後日譚 第九話 リネット四九番の点検休暇
リネット四九番の点検休暇は、毎月二日と決まった。
一日目は完全停止して内部の糸を休ませる。二日目は外布の洗浄、関節の油差し、記録糸の整理。人形に休暇という言葉が合うかは今でも分からないが、工房の誰もがそう呼んでいる。
休暇の日、リネットは工房の窓辺に座る。
何もしない。
ただ、座る。
最初、私はそれを少し奇妙に思った。命令を入れなければ、リネットは自分から景色を楽しむわけではない。けれど、窓辺に置くと、子どもたちが通りかかったときに手を振る。リネットは定型命令で手を振り返す。そのやり取りが、いつの間にか街の風景になった。
ある点検休暇の日、ユリスが赤い鳥を持ってやって来た。
「リネット、休み?」
「点検休暇中」
「じゃあ、赤い鳥も休ませる」
彼は赤い鳥をリネットの隣に置いた。
続いて、水路で助かった石工が救助布を持ってきた。
「これも、今日は休みだ」
赤糸学舎の子どもたちも、自分たちの練習布を持ってきた。
窓辺は、いつの間にか小さな休暇棚になった。
私はその光景を見て、少し笑った。
道具を休ませることは、道具を信頼することに似ている。
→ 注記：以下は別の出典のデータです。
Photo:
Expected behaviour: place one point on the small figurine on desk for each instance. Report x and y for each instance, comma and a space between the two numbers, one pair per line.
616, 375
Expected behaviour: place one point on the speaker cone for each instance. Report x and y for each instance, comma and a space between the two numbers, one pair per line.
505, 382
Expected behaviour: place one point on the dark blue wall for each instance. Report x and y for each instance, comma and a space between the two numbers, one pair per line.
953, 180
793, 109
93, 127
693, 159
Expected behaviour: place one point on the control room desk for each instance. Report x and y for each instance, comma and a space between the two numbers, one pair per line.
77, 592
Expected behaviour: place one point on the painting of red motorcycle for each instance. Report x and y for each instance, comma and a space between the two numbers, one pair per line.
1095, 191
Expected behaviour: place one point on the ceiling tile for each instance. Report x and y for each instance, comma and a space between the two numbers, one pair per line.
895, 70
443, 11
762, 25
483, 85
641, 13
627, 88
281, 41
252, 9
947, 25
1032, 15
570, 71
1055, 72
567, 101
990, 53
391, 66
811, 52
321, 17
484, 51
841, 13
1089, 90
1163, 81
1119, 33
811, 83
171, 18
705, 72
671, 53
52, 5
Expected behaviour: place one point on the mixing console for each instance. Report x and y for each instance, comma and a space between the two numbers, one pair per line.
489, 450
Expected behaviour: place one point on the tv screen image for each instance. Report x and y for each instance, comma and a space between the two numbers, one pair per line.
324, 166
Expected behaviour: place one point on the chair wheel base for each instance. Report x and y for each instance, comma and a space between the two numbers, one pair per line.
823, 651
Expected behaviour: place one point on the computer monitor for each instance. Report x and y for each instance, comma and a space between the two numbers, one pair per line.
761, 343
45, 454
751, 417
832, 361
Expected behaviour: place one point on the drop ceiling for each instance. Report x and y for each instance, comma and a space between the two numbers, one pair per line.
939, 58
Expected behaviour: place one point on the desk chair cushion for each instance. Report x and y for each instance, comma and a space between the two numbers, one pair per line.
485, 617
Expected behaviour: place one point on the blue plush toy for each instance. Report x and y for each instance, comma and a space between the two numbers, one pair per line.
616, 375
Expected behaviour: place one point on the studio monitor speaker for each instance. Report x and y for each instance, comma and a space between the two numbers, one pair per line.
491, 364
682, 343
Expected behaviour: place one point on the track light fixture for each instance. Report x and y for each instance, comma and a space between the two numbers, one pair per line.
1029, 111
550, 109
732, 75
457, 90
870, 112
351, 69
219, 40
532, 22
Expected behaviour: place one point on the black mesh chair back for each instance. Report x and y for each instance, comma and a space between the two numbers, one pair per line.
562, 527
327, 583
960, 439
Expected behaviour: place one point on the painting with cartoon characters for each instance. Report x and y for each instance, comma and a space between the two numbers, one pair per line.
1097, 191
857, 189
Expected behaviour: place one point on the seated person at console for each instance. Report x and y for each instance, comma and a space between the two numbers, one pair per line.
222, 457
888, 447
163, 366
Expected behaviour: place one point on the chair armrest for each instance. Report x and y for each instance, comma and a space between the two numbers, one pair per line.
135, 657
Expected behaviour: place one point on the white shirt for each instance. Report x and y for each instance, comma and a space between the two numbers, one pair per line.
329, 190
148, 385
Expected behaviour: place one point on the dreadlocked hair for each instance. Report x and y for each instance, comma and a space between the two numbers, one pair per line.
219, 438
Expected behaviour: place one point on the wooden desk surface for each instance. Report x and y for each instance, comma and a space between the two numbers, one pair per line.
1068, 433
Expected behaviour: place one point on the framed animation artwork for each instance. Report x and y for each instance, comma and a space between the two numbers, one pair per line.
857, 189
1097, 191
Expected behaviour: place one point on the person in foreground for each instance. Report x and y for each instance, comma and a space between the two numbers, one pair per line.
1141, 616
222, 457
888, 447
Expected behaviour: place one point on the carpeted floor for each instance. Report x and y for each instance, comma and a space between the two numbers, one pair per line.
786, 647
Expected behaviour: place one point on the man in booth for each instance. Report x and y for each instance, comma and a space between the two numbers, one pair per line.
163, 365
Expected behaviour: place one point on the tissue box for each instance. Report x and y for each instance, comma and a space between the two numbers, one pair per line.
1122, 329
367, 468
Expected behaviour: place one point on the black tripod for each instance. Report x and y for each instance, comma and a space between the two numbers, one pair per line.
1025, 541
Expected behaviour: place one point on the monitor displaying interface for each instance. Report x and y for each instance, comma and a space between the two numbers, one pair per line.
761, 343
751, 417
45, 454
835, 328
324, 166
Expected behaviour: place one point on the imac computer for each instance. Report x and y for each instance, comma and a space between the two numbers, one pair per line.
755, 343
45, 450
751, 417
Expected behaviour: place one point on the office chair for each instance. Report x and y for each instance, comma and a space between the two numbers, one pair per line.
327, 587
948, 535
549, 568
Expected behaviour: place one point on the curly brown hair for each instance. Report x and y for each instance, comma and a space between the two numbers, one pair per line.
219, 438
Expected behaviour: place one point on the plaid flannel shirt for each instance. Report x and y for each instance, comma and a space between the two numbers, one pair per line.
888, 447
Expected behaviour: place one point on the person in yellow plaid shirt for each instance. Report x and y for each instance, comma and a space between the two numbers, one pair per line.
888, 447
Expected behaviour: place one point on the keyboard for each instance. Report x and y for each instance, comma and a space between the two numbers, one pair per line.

壊れるまで使うのではなく、長く一緒に働くために止める。
リネットの記録糸を整理していると、過去の断片がいくつも出てきた。
王宮の大広間。
「お言葉ですが、殿下。わたくしは本日、欠席しております」
火事の西回廊。
「任務、完了しました」
坑道。
「水袋、受け渡し」
地下劇場。
「赤糸、優先。手を、離さない。ただし、三十呼吸後、解除」
そして、工房。
「コレット」
私はその記録を、消さずに残した。
人形に魂があるかどうかは、分からない。
でも、記録はある。
仕事をした証がある。
それで十分だと思った。
夕方、ノア様が工房へ来た。
「休暇棚ですか」
「そうなりました」
「人間用も必要ですね」
「椅子があります」
「椅子だけでは足りないかもしれません」
彼は、私の前に小さな包みを置いた。
中には、温泉地の宿の案内が入っていた。
「次の休暇は、本当に休暇にしましょう」
「視察は」
「ありません」
「事故記録は」
「読みません」
「救助布の試験は」
「しません」
私は少し困った。
ノア様は真面目な顔で言った。
「リネットも点検休暇を取れるのですから、技術監督も取れます」
反論できなかった。
窓辺のリネットが言った。
「コレット、休暇、必要」
人形にまで言われた。
私は温泉地の案内を受け取った。
「分かりました。休暇を登録します」
ノア様は満足そうにうなずいた。
点検休暇の制度は、その後、救命具師組合で最も守られる規則の一つになった。
理由は簡単だ。
リネット四九番が、毎月窓辺で休んでいるからである。